When my boy went off to college, he soon met more would-be musicians and they labored together toward the dream of being rock stars.

A good deal of their time was spent deciding what clever name to go by. They settled on “The Ex-husbands” although none had ever been divorced, nor married for that matter. They wrote songs. One that I liked and could actually hum was titled “She’s so Ambiguous.”

While still college freshmen, they pulled themselves together and lo and behold, got a spot at a well-known club that had been the birthplace of some rather well-known rock hall-of-famers.

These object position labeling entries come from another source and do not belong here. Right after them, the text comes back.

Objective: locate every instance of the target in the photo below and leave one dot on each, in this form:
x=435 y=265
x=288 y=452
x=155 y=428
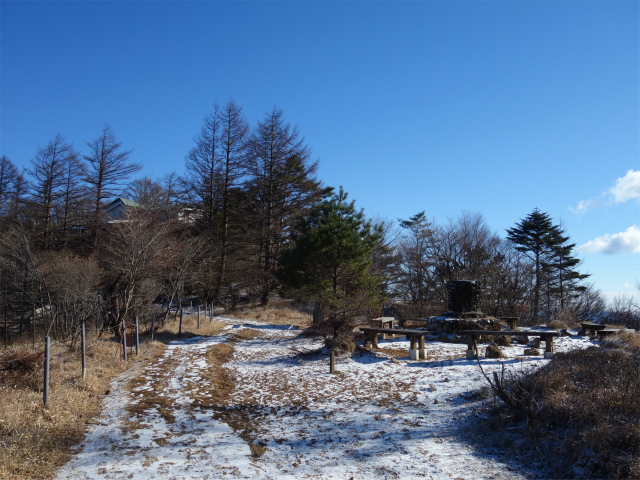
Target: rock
x=494 y=352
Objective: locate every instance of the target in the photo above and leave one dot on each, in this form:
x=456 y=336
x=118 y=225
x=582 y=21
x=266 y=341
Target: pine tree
x=329 y=261
x=534 y=236
x=550 y=251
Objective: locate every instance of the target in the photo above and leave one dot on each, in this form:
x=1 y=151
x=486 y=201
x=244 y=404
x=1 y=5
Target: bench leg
x=548 y=347
x=472 y=351
x=422 y=351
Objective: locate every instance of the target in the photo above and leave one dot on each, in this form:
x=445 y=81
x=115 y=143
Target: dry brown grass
x=582 y=409
x=34 y=440
x=280 y=312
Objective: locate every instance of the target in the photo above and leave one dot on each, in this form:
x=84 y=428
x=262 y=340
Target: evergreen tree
x=329 y=261
x=554 y=266
x=534 y=236
x=563 y=266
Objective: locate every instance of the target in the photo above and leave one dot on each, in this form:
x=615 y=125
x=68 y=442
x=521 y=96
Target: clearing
x=257 y=401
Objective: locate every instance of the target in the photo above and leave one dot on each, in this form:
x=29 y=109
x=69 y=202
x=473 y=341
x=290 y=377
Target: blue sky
x=496 y=107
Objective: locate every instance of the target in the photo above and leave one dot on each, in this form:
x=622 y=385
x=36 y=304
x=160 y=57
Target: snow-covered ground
x=381 y=416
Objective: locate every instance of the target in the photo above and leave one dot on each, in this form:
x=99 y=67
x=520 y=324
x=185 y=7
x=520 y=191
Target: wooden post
x=124 y=339
x=45 y=394
x=6 y=301
x=548 y=346
x=83 y=340
x=137 y=338
x=33 y=312
x=332 y=361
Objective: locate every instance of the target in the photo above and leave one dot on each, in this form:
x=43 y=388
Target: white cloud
x=623 y=242
x=627 y=187
x=585 y=205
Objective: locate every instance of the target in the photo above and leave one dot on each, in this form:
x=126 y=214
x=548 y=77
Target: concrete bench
x=591 y=328
x=472 y=339
x=402 y=321
x=606 y=332
x=414 y=337
x=511 y=321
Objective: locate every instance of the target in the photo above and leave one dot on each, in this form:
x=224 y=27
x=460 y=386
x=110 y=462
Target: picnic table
x=472 y=339
x=414 y=336
x=592 y=328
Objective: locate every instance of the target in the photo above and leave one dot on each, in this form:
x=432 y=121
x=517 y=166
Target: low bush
x=584 y=406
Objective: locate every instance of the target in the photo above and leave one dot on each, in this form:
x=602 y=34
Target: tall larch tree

Being dutiful parents we, along with the parents of another Ex, traveled down to New York to hear our boys. The place was called CBGBs and was located in one of the seamier sides of the big city. We’re talking seamy! “Mom, get a cab. You don’t want to be walking around down there,” I was advised. Especially when the gig was scheduled for 4 a.m.

We dressed in black to try to blend in, but that was easy; it was pitch dark in there.

The maitre d’ had handcuffs clipped to his belt.

I ordered a bottle of beer reasoning that it would be hard for someone to slip drugs into it if I opened it myself.

The band that played before our boys seem to scream a lot and throw their instruments on the floor.

At last the Ex-husbands were introduced and we clapped, refraining from yelling “Yay!”

They sounded terrific and my fears of being a big city crime statistic began to subside. As we acknowledged another milestone in parenting, my husband yelled over the din, “Did you ever think when we were tending fevers, bandaging skinned knees and taking trips to the emergency room, that we would be doing this?”

My boy is currently a real husband and has daughters who play piano and drums.

And now I have another occasion to hear a band made up of people I care very much about. This Saturday night at the Putney Inn there will be a fundraising event for the Morningside Shelter. Performing that evening will be three guys I worked with, many years ago: Mark Tarnacki, James Pentland and Richard Davis. They do not go on at 4 a.m. and I have no worry that my drink might be spiked.

Once again, I’ve got to go hear “my boys.”